Anyone who truly believes that the state of New York has any intention to step away from control of thoroughbred racing should be preparing their bids for the April 1 auction of the Brooklyn Bridge.

Fans indifferent to NYRA forum

NYRA executives held a forum with fans at Aqueduct last weekend. That’s the good news. The bad news is that hardly anyone showed up.

Maybe this is a sign that racing fans aren’t as gullible as the power structure likes to believe. They might realize that like the re-privatization hearings, these sessions are all for show. You know the old expression, “After all is said and done, more will be said than done.” In this instance, nothing will be done.

Or maybe it’s that fans can’t handle the confiscatory prices at Aqueduct. I haven’t been there yet but reliable sources tell me that beers are $12 ($13.50 if you want an import), sodas are $7 coffee is $4.50. You say you want coffee and a bagel? Here you are, sir, that will be $10.50.

This must be part of Kay’s plan to make a day at the races more enjoyable. Patrons don’t have to worry about long lines at the concession stands and bars.

Familiar issues were raised: the mess that was Belmont Day last June; the possibility of the Breeders’ Cup returning to New York and, of course, what is going to happen to Aqueduct?

No real answers were provided. In other words, it was business as usual.

No monopoly on hypocrisy

The major sports organizations lead the world in hypocrisy.

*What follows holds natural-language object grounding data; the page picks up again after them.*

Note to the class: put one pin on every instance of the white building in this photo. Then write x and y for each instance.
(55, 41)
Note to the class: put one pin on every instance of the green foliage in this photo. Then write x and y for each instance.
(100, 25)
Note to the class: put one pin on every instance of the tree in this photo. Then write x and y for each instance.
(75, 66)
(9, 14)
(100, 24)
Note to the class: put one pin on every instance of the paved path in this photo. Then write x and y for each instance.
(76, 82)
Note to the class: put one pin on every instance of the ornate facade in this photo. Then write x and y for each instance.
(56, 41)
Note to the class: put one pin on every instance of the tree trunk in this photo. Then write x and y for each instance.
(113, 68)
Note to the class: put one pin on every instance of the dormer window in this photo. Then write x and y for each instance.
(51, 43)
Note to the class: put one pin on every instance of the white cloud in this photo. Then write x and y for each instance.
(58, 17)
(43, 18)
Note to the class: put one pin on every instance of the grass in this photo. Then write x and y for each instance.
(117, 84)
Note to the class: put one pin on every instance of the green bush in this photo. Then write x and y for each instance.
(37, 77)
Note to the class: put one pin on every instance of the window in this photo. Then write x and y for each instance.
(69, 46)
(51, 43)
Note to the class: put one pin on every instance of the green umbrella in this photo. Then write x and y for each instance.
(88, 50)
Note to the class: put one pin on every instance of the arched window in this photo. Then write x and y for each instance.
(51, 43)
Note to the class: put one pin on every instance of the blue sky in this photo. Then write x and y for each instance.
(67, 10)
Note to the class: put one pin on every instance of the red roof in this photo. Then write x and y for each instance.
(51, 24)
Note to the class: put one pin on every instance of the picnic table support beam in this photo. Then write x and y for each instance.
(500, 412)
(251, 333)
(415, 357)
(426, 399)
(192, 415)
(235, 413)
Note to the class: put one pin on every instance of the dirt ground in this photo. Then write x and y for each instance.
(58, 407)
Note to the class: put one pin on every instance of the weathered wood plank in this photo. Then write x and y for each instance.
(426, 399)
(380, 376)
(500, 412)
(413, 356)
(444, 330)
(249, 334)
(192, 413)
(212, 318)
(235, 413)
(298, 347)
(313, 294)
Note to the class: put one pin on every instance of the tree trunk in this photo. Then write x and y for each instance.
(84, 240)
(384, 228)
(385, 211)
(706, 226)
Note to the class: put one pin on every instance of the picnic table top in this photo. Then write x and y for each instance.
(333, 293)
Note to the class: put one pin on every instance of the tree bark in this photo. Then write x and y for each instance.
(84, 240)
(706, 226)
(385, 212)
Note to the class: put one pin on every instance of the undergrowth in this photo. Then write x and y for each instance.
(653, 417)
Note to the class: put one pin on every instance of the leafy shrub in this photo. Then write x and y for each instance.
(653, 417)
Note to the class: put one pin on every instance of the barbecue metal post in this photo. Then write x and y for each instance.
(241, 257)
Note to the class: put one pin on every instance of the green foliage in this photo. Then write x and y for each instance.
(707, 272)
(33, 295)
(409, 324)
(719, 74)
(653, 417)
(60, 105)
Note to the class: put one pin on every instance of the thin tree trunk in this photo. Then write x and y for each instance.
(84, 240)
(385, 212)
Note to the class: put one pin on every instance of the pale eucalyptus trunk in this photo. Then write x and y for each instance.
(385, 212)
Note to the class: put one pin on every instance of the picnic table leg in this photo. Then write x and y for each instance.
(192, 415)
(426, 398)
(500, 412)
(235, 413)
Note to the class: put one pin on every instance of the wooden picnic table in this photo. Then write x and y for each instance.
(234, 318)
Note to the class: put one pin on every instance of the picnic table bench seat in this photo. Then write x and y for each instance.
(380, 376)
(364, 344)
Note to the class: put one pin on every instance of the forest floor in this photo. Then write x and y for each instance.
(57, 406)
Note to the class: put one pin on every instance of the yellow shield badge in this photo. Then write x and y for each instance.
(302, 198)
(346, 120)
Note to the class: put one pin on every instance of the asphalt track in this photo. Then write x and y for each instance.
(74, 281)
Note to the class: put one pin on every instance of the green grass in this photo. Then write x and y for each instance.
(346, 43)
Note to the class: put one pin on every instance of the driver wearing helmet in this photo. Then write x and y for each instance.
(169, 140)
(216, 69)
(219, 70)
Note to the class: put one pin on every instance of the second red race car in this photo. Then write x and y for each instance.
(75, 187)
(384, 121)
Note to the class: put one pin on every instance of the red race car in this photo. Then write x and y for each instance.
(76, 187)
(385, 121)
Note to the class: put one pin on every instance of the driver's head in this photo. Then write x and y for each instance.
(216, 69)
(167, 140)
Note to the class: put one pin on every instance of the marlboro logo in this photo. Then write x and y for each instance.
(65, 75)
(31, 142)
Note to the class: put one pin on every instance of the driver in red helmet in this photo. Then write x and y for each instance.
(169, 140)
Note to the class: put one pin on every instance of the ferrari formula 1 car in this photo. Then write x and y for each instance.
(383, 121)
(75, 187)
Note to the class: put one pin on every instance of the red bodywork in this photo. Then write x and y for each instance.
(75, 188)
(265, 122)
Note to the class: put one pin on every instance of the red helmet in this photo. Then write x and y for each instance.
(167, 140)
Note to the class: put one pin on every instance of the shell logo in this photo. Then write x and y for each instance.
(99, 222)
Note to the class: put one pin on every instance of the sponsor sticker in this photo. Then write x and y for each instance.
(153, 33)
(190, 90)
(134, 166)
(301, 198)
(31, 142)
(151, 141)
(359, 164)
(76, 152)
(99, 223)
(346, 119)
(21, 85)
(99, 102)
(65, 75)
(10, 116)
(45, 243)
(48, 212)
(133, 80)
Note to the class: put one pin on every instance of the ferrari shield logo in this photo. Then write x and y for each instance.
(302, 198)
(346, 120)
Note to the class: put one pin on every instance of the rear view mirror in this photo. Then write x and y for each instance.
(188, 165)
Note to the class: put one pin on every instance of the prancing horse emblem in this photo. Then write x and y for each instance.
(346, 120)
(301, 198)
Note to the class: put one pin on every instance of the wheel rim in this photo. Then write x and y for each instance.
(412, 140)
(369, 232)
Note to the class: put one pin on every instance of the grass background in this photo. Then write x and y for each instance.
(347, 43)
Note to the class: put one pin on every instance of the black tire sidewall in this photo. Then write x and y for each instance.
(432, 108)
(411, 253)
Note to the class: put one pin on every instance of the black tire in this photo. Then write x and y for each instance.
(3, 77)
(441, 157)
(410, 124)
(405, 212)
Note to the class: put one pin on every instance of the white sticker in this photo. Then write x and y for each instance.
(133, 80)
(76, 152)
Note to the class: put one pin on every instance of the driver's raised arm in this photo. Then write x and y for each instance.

The NFL is the worst. While maintaining a strident stance against legalized sports betting, It promotes the hell out of fantasy football. It’s as if the league’s position is participants are playing for marbles. The other leagues also have begun to dip their toes into fantasy games but none promote it like the NFL does.

The NFL also has quietly ceased its objections to the TV networks, which carry its games, mentioning point spreads and having guest handicappers.

What do you suppose the ratings for games like this Thursday’s matchup of Kansas City and winless Oakland would be if millions weren’t bet on the game in some form?

There could be a break in the dam. Adam Silver, the new commissioner of the NBA, came out recently in an op-ed piece in the New York Times in favor of allowing betting on the NBA and sports in general, with the proper safeguards.

“There is an obvious appetite among sports fans for a safe and legal way to wager on sporting events,” Silver wrote.

“I believe that sports betting should be brought out of the underground and into the sunlight where it can be appropriately monitored and regulated.”

In spite of this, Silver’s league remains a party to the lawsuit seeking to thwart sports betting in New Jersey. No hypocrisy there, right?

Meanwhile, the once grand Trump Taj Mahal, has announced that it will become the fifth Atlantic City casino to close its doors by the end of the year.